Designing the Interface

Your tools work great. They also know too much.

read knows about readFileSync. bash knows about execSync. Both know they're running on Node. The minute you want them to run somewhere else, a sandbox, a remote VM, an in-memory filesystem, every tool has to be rewritten.

Before we build any backend, we'll write down the interface. What does a sandbox need to do, in the abstract, for any tool to call it? Once that contract exists, the tools refactor against it and the backends slot in behind.

Outcome

A Sandbox interface defined with readFile, exec, stop, plus identity fields. All three tools (read, grep, bash) call the interface instead of Node APIs directly.

Fast Track

Define the Sandbox interface with type, workingDirectory, readFile, exec, stop, plus optional expiresAt and snapshot
Refactor read to call sandbox.readFile(path) instead of readFileSync
Refactor grep and bash (or your localOps.exec) to route through sandbox.exec(command)

Hands-on Exercise 4.1

Write the interface and refactor the three tools to use it.

Requirements:

Define Sandbox in src/sandbox.ts with type, workingDirectory, readFile, exec, stop, and optional expiresAt and snapshot
Every method is async, even when the implementation will be synchronous under the hood
Pass a Sandbox into the tool factories. Update read, grep, and bash to call sandbox.readFile and sandbox.exec
The build won't run yet (you haven't written the implementation). That's fine. We'll do that in the next lesson

Implementation hints:

All methods are async because the cloud backend will need it, and inconsistent signatures across implementations are a mess
Use optional methods (expiresAt?, snapshot?(): Promise<...>) for capabilities that don't apply to every backend
type: string is for logging and debugging. Don't make it a union yet. It can become "local" | "just-bash" | "cloud" later if you want

The interface

src/sandbox.ts

export interface Sandbox {
  type: string;
  workingDirectory: string;
  readFile(path: string): Promise<string>;
  exec(command: string): Promise<{ stdout: string; exitCode: number }>;
  stop(): Promise<void>;
  expiresAt?: number;
  snapshot?(): Promise<{ snapshotId: string }>;
}

A few choices worth pointing at:

Every method returns a Promise. The local backend wraps sync calls. The cloud backend really is async. Same signature for both keeps the tools simple
type and workingDirectory are identity fields. Tools sometimes need to know where they are and what they're talking to
expiresAt and snapshot are optional. A local sandbox doesn't expire. A just-bash sandbox doesn't snapshot. The interface accommodates both without forcing stubs

What each method earns

Method	Purpose	Required?
`readFile`	Read a file by path	Yes
`exec`	Run a command	Yes
`stop`	Shut down gracefully	Yes (no-op is fine)
`type`	Identify the backend in logs	Yes
`workingDirectory`	Base path for tools	Yes
`expiresAt`	Timeout timestamp	No (cloud only)
`snapshot`	Save state	No (cloud only)

Make the interface as small as you can get away with. Anything you add now will be the thing every implementation has to support forever.

Refactor the tools

The refactor for read is one line:

src/tools.ts

// Before
execute: async ({ path: filePath }) => {
  const content = readFileSync(resolve(cwd, filePath), "utf-8");
  // ...
}
 
// After
execute: async ({ path: filePath }) => {
  const content = await sandbox.readFile(filePath);
  // ...
}

grep and bash get the same treatment, routing through sandbox.exec(command) instead of execSync or the localOps object we built in Module 2. The factory functions now accept a sandbox parameter and close over it.
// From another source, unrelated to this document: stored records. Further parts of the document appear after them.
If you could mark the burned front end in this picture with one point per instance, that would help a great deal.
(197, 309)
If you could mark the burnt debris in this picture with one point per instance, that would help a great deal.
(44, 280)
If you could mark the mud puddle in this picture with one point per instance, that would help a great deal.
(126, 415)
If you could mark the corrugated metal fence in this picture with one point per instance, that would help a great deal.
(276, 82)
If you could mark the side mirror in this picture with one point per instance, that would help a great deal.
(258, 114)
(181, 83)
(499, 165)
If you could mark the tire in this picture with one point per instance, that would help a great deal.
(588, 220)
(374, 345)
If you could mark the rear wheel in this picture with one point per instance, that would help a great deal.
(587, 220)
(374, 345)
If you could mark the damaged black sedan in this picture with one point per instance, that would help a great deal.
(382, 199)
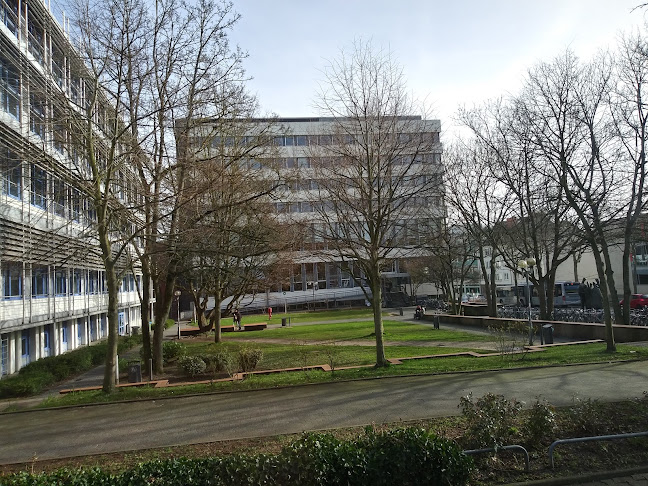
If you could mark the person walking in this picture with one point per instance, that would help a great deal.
(237, 319)
(582, 293)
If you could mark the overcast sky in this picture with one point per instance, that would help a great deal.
(453, 52)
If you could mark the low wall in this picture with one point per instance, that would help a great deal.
(572, 330)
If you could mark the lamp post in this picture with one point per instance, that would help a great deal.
(527, 265)
(177, 294)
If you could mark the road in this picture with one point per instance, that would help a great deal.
(58, 433)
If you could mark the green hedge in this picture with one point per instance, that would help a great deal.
(35, 377)
(410, 456)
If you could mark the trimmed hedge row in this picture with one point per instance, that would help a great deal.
(35, 377)
(409, 456)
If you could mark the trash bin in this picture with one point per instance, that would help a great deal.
(134, 372)
(547, 333)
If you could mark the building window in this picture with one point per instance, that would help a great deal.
(35, 40)
(64, 337)
(12, 280)
(9, 88)
(80, 331)
(60, 282)
(40, 281)
(76, 284)
(9, 15)
(46, 339)
(4, 364)
(38, 187)
(10, 174)
(93, 282)
(59, 196)
(37, 114)
(75, 205)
The tool's input schema, description, line cap, and match cap all stay the same. The model still sees the same contract. The plumbing under the hood is what's moving.
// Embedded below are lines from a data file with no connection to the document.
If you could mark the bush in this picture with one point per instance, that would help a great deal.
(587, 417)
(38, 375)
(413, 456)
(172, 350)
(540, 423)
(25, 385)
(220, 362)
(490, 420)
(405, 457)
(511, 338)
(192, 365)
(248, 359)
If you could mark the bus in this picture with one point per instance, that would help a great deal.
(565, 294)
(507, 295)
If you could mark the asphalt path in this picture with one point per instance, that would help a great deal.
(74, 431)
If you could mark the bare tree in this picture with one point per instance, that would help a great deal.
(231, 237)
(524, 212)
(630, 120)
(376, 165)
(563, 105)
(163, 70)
The win is portability, not behavior

After this refactor, the agent behaves the same way on the same prompts. Same tools, same results. That's the test that the refactor was structural and not behavioral. The win shows up when you add the second backend in lesson 4.3 and don't have to touch the tools to get there.

Try It

You haven't written an implementation yet, so the code won't run end-to-end. What you can do is check that the types line up:

Terminal

npx tsc --noEmit

If you've refactored consistently, this passes. Every reference to readFileSync and execSync inside the tools should be gone. The tools now expect a Sandbox parameter.

Commit

git add src/sandbox.ts src/tools.ts
git commit -m "refactor(tools): route through Sandbox interface"

Done-When

src/sandbox.ts exports the Sandbox interface
read, grep, and bash accept a Sandbox and call sandbox.readFile and sandbox.exec
No tool imports readFileSync or execSync directly anymore
expiresAt and snapshot are typed as optional
npx tsc --noEmit passes

Add one more method without breaking the world

Suppose you want tools to write files too. Add writeFile(path: string, content: string): Promise<void> to the interface. Now every implementation has to support it, including ones that don't make sense to write to (like a read-only review sandbox). What's the right move? A new optional method? A separate interface for write-capable sandboxes? An error thrown from the implementations that can't do it? Each one has a different cost. Pick one and notice what it forces everywhere else.

Solution

src/sandbox.ts

export interface Sandbox {
  type: string;
  workingDirectory: string;
  readFile(path: string): Promise<string>;
  exec(command: string): Promise<{ stdout: string; exitCode: number }>;
  stop(): Promise<void>;
  expiresAt?: number;
  snapshot?(): Promise<{ snapshotId: string }>;
}

src/tools.ts (shape)

import type { Sandbox } from "./sandbox";
 
export function createReadTool(sandbox: Sandbox) {
  return tool({
    description: `Read a file from the project. Returns numbered lines.
WHEN TO USE: viewing file contents, checking configs, reading source code.
WHEN NOT TO USE: searching across files (use grep instead).`,
    inputSchema: z.object({
      path: z.string(),
      offset: z.number().optional(),
      limit: z.number().optional(),
    }),
    execute: async ({ path: filePath, offset, limit }) => {
      const content = await sandbox.readFile(filePath);
      // ... same line numbering and truncation logic
    },
  });
}
 
export function createBashTool(
  sandbox: Sandbox,
  needsApproval: (input: { command: string }) => boolean,
) {
  return tool({
    // ... same description and schema
    execute: async ({ command }) => {
      if (needsApproval({ command })) {
        return `Blocked: "${command}" requires approval.`;
      }
      const { stdout } = await sandbox.exec(command);
      return stdout || "(no output)";
    },
  });
}